How many different gods have we got so far?

  1. The god of your favorite religious text, exactly as written.
  2. The god of half of your religious text, exactly as written.
  3. The god of your favorite religious text, with the icky parts taken out.
  4. The god of all the religious texts which really all say the same basic thing(if you squint your eyes really tight and look at it from an angle.)
  5. The feel good god with fairies and guardian angels and doggy heaven and I think I’m gonna frow up now.
  6. The god that used to be called “the universe” by everyone until someone used a spiritual Dymo Label Maker to rename it.
  7. The god that is an emotion(love, hate, indifference etc.)-kinda silly until you realize that we recently declared war on an emotion(terror).

And others?

Liberal, this is a great thread. I tried to start this topic on other message boards before.

Based on that small experience, my generalization, just from that, was that atheists generally have a more narrow definition of God. It’s generally something like, I don’t believe in anything that I’ve seen so far. Or they describe the omni God.

People who do believe in God but are not Christians are willing to go a little further in their definition, I think, and try to describe something ineffable.

I haven’t really gotten too much response from Christians because they usually just refer to Bible verses, and don’t try to articulate it further than that.

There were more definitions than that, i’m sure, though those make up a considerable amount.

Heffalump, i’m afraid I don’t see what you mean by atheists having a narrower definition of gods. Whether or not that’s true, I would have said your two examples - “I don’t believe in any gods i’ve heard of” and “I don’t believe in any gods with only these characteristics” are a narrower definition of a god than going into more characteristics or a specific god. Am I misunderstanding?

Something that makes a difference in the universe; i.e., it has a tangible effect on something that otherwise would not occur within the set of “natural laws”.

I provided ‘the generic god that has sentience and ultimate power but no other specified attributes’. The generic definition, as it were.

You must not know many Catholics. We usually try to stay away from that Book as much as we can, hahahaha.

  1. The all-powerful and intelligent generic god.
    Check.
  1. The primal force god.

Haha, I think I agree with you here. To this modern world, a God of infinite, unconditional love, IS crazy. Look at all the fucked up shit in this world. How could any sane God still love us at all, let alone unconditionally? The love of my Christian God (not that my definition changes reality, now THAT’S insanity) is one who loves all things because we are His children, made in HIs image. We cant earn this Love, and we cant un-earn it. God will always love us, and wants us to join him in Heaven.

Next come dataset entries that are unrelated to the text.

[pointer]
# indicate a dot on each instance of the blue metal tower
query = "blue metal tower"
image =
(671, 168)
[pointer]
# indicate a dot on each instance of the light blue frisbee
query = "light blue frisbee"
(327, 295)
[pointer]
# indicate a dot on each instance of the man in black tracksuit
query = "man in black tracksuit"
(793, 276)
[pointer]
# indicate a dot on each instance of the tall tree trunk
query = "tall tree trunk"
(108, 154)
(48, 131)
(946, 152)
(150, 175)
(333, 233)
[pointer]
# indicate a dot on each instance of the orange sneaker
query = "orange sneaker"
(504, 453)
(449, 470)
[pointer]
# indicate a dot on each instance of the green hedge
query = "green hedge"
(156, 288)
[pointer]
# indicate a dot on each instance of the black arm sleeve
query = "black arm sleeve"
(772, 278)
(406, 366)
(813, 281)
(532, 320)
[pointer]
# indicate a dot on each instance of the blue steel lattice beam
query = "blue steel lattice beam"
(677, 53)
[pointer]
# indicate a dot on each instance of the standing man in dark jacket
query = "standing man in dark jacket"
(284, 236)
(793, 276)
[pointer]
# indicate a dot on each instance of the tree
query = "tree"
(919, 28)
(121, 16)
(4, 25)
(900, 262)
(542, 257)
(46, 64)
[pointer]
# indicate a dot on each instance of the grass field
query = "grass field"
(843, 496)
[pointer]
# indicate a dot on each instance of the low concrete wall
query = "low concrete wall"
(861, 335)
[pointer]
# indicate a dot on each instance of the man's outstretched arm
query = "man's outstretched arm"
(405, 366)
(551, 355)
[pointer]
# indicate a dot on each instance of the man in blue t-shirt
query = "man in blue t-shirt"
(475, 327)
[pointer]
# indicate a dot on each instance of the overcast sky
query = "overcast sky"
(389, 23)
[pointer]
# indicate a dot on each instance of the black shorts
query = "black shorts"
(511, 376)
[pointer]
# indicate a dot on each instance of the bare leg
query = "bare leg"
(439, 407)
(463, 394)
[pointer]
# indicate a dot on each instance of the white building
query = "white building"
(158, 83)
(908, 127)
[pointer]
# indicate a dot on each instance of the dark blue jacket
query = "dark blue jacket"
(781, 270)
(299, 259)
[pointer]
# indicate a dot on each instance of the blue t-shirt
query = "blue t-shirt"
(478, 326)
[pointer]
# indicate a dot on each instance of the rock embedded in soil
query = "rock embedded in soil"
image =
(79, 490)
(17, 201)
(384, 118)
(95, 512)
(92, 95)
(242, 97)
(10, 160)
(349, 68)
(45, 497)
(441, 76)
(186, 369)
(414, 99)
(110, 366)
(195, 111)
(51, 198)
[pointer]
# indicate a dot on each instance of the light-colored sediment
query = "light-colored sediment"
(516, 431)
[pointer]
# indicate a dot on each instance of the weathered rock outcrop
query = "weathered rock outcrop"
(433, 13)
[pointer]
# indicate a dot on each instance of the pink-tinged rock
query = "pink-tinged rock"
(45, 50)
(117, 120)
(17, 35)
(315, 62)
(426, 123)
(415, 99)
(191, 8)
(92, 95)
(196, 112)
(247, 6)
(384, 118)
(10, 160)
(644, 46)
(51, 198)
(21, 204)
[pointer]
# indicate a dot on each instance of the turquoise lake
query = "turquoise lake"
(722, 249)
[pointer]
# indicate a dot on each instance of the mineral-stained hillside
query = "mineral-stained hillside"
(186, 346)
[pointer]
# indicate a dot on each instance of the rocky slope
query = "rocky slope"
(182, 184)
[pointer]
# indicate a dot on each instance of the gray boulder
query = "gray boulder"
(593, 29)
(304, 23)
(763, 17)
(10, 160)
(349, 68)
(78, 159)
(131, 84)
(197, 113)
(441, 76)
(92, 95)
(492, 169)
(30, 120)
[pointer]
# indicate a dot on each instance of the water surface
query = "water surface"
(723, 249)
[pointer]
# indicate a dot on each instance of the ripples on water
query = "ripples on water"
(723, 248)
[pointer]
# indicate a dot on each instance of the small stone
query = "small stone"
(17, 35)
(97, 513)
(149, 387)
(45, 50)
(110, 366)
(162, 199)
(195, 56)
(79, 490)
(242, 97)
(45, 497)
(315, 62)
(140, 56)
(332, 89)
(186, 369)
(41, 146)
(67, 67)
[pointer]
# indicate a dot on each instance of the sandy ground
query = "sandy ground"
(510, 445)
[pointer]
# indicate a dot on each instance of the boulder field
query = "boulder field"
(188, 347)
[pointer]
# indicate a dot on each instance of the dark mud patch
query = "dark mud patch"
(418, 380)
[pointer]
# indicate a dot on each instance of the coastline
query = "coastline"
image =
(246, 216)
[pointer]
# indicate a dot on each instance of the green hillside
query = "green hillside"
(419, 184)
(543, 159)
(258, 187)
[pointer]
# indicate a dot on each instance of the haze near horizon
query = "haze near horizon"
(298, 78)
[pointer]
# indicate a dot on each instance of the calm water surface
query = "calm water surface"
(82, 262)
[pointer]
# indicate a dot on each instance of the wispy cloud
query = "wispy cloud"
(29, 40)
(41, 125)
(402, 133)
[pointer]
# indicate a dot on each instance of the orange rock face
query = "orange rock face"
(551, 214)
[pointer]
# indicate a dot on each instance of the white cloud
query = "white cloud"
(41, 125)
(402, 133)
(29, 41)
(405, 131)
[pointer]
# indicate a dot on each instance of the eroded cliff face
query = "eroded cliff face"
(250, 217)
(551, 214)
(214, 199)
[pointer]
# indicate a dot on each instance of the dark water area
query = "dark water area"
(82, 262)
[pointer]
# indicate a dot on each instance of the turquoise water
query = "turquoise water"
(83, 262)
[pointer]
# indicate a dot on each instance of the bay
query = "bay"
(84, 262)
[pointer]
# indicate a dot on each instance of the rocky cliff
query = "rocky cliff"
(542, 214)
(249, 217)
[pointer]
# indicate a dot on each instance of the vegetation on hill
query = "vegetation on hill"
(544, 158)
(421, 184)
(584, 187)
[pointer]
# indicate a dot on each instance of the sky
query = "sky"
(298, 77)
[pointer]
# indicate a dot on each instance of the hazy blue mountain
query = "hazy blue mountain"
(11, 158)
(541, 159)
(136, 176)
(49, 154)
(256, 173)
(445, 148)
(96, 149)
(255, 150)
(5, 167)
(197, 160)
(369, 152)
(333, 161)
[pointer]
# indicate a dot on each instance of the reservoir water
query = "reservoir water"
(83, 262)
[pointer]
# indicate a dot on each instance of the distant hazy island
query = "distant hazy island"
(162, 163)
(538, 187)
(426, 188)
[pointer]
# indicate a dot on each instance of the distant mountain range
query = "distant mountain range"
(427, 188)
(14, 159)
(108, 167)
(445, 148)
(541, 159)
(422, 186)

This is still being argued, but I personally believe God does not send anyone to Hell. We go there on our own by rejecting his Love.

Another central tenet of Catholicism is mystery, which also seems insane to this modern age. Awe, wonder, a healthy respect for things that we cant and may never understand…“God works in mysterious ways,” “Can you tame the mighty Behemoth” etc etc etc. This is paramount to Catholics.

We are all attempting to box God into something we can understand, which IMO is impossible. It’s not wrong to attempt so, but insisting to think of God in purely human terms is a dangerous proposition.

The god that is an action and a metaphysical state of being.

One sentence clarification, please?

That god is the activity of putting a week-old turnip into a basket being carried by a horse.

Too vague and obscure to be of use, and once the turnip falls out of the basket your god is dead.

I said earlier “God is Love,” but since that made people think I was talking about “the God of the warm fuzzies,” I decided to post the same meaning in more precise language. I believe love, (agape), is an action and also a state of being, but not an emotion FOR THIS DEFINITION.

Which makes his love rather worthless. It doesn’t reflect on us after all.

  1. The god that is the act of love(agape).

Yes, it is worthless if we think about love, any kind of love, the way this world does, as something that we earn or disearn, give or take as a commodity; however, if we humble ourselves and accept the gift God gives us, if we accept and move with God’s love, we become more like God and thus holier and more fulfilled people.

I’m asking this sincerely and without snark, are you well versed in Christian theology and terminology, because the way I am phrasing my replies to somebody who isn’t will seem very strange and even stupid.

Ah, but that definition sounds more like “Love is God,” than “God is Love”

God is infinite, unconditional, omnipresent agape. If I perform an act of agape, that is godly but not God.

I’m being very unclear and for that I apologize.